There is the question of how data from our study compare to outcomes reported in the literature in younger cohorts undergoing weight loss surgery. Two recent studies, one published by Podnos et al. in 2003, and another by Nguyen et al. in 2006, are large reviews of weight loss surgery in younger patients and provide some framework for comparison [16, 17]. These studies evaluated many of the same outcomes as our study, namely laparoscopic conversion rates, hospital LOS, ICU admission rates, 30-day mortality rates, and postoperative complications. Despite a significant difference in their age, our RYGB patients experienced similar rates of postoperative intestinal obstruction and GI bleed compared with their younger cohorts (Table 5). In addition, our patients spent overall fewer days on average in the hospital, fewer days in the ICU, and had a 0% postoperative anastamotic leak rate. While 30-day mortality rates were similar between the Podnos and Nguyen studies at 0.23% and 0.4%, respectively, our patients had no mortalities at 30 days, despite their advanced age.

Table 5 Comparison of outcomes in RYGB

Additional value from our study can be gleaned from our patient follow-up in the first postoperative year regarding readmissions to the hospital, visits to the ED, and EGD rates. We feel the hospital readmission rate of 15.2% for all causes is reasonable in this patient population. We found approximately one in five patients underwent upper endoscopy in the year following weight loss surgery, a figure that may be helpful in preoperative counseling for elderly patients considering weight loss surgery.

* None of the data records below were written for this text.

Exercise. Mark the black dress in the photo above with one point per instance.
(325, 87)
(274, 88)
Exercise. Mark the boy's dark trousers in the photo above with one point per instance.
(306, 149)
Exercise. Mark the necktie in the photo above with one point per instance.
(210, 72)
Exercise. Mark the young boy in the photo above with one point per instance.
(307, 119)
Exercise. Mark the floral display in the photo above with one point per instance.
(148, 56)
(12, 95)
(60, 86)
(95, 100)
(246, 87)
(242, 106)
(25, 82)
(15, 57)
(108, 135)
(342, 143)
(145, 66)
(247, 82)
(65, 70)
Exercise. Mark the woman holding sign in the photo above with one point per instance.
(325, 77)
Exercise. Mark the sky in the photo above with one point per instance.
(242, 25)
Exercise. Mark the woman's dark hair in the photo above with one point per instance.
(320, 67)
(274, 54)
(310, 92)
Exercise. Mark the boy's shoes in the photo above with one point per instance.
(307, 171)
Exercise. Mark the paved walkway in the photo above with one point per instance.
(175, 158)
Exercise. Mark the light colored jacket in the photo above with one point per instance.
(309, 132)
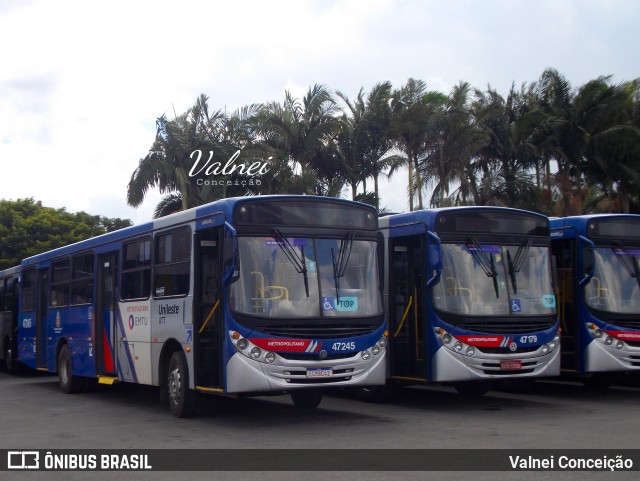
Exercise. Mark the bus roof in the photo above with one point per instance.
(224, 207)
(616, 224)
(428, 216)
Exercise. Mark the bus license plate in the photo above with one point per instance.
(510, 365)
(320, 372)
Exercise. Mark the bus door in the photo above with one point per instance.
(105, 317)
(41, 319)
(406, 306)
(564, 253)
(208, 309)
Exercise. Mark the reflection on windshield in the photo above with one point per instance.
(271, 284)
(495, 280)
(614, 288)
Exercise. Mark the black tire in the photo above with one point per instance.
(473, 389)
(69, 384)
(182, 400)
(306, 398)
(374, 394)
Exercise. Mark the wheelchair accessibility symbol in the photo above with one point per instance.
(516, 306)
(327, 304)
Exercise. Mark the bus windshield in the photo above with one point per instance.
(304, 277)
(615, 283)
(495, 280)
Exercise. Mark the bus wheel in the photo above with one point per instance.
(479, 388)
(374, 394)
(182, 400)
(69, 384)
(306, 398)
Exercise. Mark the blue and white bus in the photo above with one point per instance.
(599, 294)
(254, 295)
(9, 316)
(470, 297)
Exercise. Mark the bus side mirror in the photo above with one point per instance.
(587, 266)
(234, 269)
(435, 259)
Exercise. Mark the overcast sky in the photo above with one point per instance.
(82, 82)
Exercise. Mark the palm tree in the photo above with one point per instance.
(300, 132)
(365, 137)
(170, 159)
(459, 140)
(517, 131)
(415, 117)
(613, 155)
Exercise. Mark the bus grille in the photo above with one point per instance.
(317, 332)
(294, 356)
(506, 350)
(521, 327)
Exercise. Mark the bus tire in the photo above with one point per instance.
(472, 389)
(374, 394)
(306, 398)
(69, 384)
(182, 400)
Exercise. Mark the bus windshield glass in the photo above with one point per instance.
(615, 286)
(495, 280)
(300, 277)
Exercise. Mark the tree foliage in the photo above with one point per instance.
(544, 146)
(28, 228)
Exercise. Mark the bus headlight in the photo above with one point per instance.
(604, 337)
(255, 352)
(247, 348)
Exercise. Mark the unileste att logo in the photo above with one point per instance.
(23, 460)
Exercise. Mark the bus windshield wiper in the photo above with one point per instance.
(341, 261)
(516, 264)
(485, 261)
(298, 260)
(630, 266)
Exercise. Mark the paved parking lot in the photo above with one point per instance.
(554, 415)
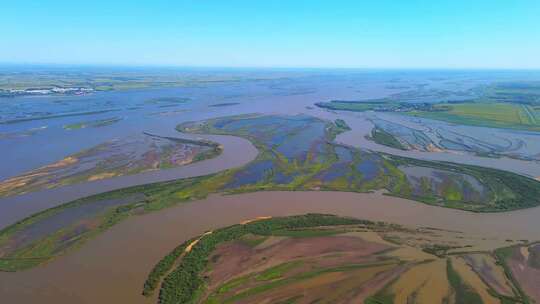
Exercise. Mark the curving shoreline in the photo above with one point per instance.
(133, 246)
(15, 208)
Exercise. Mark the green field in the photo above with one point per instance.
(486, 114)
(297, 153)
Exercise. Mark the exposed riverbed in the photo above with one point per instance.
(112, 267)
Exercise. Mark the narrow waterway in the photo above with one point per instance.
(236, 152)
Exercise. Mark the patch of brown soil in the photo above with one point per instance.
(527, 276)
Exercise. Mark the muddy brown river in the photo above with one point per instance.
(112, 267)
(237, 151)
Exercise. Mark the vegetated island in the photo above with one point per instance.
(297, 153)
(331, 259)
(503, 105)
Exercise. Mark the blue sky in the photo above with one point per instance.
(271, 33)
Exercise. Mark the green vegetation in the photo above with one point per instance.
(502, 105)
(318, 165)
(186, 281)
(485, 114)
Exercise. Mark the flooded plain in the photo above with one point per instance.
(112, 267)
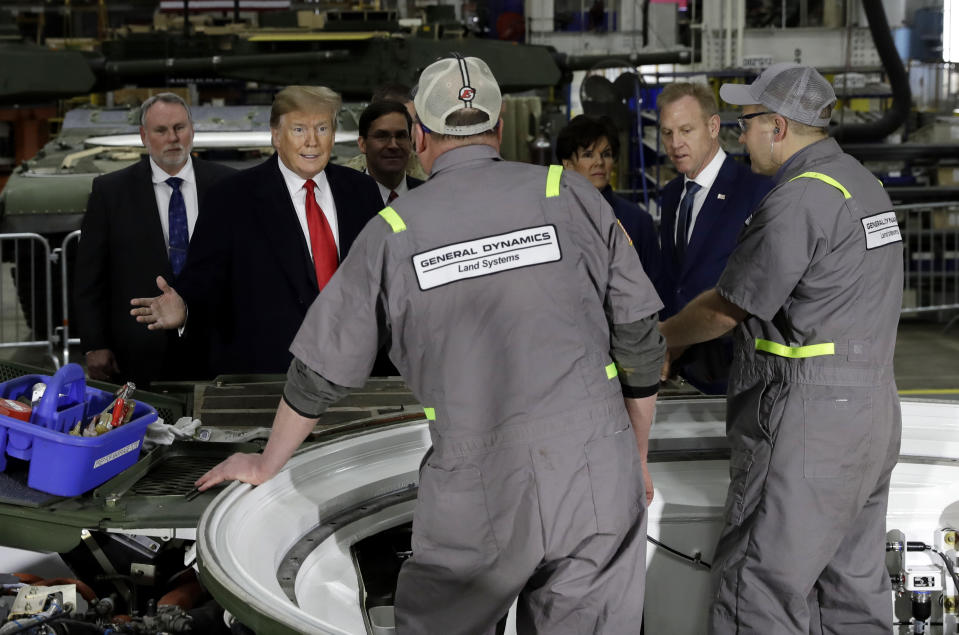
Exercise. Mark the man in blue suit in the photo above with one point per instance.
(703, 211)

While our study demonstrates both the effectiveness and the safety of bariatric surgery in patients over the age of 65, it does not attempt to suggest which type of weight loss surgery is best suited for the elderly. Our RYGB patients realized a greater EWL than patients undergoing alternative types of weight loss surgery. However, the purpose of this study was not to compare the types of weight loss surgery, but to examine all patients undergoing weight loss surgery at our institution with age ≥65. Fewer of our patients underwent both adjustable laparoscopic band placement and vertical sleeve gastrectomy, and we acknowledge that the numbers we reported concerning these two groups of surgical patients may not be representative of a larger sample. In addition, sleeve gastrectomy is not currently covered by CMS, and our data related to the sleeve gastrectomy patients should be viewed carefully due to the low study numbers. Further studies need to be undertaken to determine which type of weight loss surgery offers elderly patients the greatest benefit and the lowest risk profile. Finally, the QOL assessments used at our center were voluntary, and were associated with a nominal fee for our patients. This could clearly be a source of bias in our study, as patients who were unhappy with their weight loss outcomes may have been less likely to keep their follow-up appointments or to participate in postoperative QOL assessments.

Conclusion

This study demonstrates the safety and efficacy of weight loss surgery as a treatment for morbid obesity in patients ≥65 years of age. Despite their advanced age, our patients experienced a clinically significant reduction in weight, with an average of 55% EWL at 1 year, as well as a reduction in daily medication use. Significant improvements were also seen in QOL postoperatively. We report comparable complication and mortality rates to studies examining weight loss surgery results in younger patients, which we attribute to thorough preoperative evaluation in this traditionally higher-risk cohort. Age should not be a barrier for patients who desire weight loss surgery.